Pastagem Rotacionada
Esta técnica de manejo é baseada na divisão da área de pastagem em piquetes, no período de ocupação e período de descanso, e se caracteriza por um manejo onde os animais permanecem constantemente em uma área com água, sombra e mineral e tem acesso limitado à área de pasto, que vai sendo mudada conforme um planejamento prévio.
O período de descanso é dependente da gramínea escolhida, pois esse período é importante para o crescimento das plantas. O período de ocupação é o tempo em que os animais permaneceram em cada piquete, e tem influencia direta na produção e composição do leite. Resultados de pesquisa mostram que o período de ocupação ideal é de um dia, pois a produção de leite não oscila, e que o máximo que se deve utilizar é três dias de ocupação.
Alguns conhecimentos são necessários para esse tipo de manejo. A capacidade de suporte de uma pastagem vai influenciar diretamente na taxa de lotação, ou seja, é preciso saber quanto determinada espécie tem capacidade de produzir massa (kg/ha) e quantos animais poderão ser colocados para pastejarem naquela área. Também é importante saber quanto desta produção será ofertado aos animais, e essa oferta depende de qual categoria animal (novilhas, vacas de baixa produção, vacas de alta produção) estará sendo utilizada no sistema, pois cada categoria tem uma exigência diferente e, portanto, um consumo diferente.
Todas essas informações são necessárias para que não haja subpastejo e nem superpastejo na pastagem. O Subpastejo está relacionado com alta disponibilidade de forragem e alta produção por animal, no entanto, há um desperdício de forragem e uma baixa produtividade, além de afetar negativamente a estrutura do dossel. O Superpastejo é o contrário, e a conseqüência maior será a degradação da pastagem, pois a planta não tem reservas suficientes de carboidratos na raiz para suportar por muito tempo esse excesso de intensidade de pastejo.

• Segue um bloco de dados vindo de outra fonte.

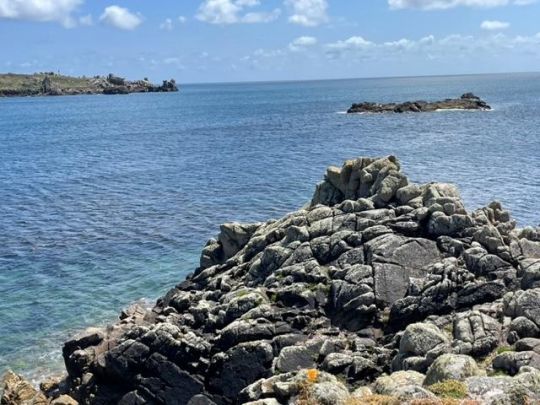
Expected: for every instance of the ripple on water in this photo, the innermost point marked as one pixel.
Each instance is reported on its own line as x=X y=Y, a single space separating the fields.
x=105 y=200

Diante disto, Watson em 1947, propôs um manejo das plantas conforme a interceptação de luz da pastagem. Isso significa que quando as plantas interceptam 95% da radiação solar, elas fazem fotossíntese na mesma proporção que respiram, é quando elas atingem o máximo de crescimento sem que ocorram perdas por senescência, e este pesquisador chamou esse ponto de índice de área foliar crítico.
Alguns pesquisadores têm questionado o uso de dias de descanso fixo, pois as gramíneas tropicais no verão crescem rapidamente e quando se fixa os dias de descanso, não há interesse pelo máximo aproveitamento das plantas, fator determinante na qualidade da pastagem.
Para facilitar o manejo da pastagem foi estabelecido alturas pré-pastejo das gramíneas no momento em que as plantas interceptavam 95% de luz, com isso o sistema de pastagem rotacionada torna-se mais flexível, a medida que um piquete atinge a determinada altura deve ser pastejado primeiro.
Os resultados de produção de leite nesse novo ajuste do sistema de pastagem rotacionada são poucos, algumas fazendas têm adotado o método com a ajuda de técnicos. No entanto, existem algumas dúvidas de manejo no dia a dia da fazenda, por exemplo: o que fazer com os piquetes que passarem da altura ideal no período das águas; o que fazer com animais se as plantas não atingirem a altura recomendada; como ajustar a taxa de lotação?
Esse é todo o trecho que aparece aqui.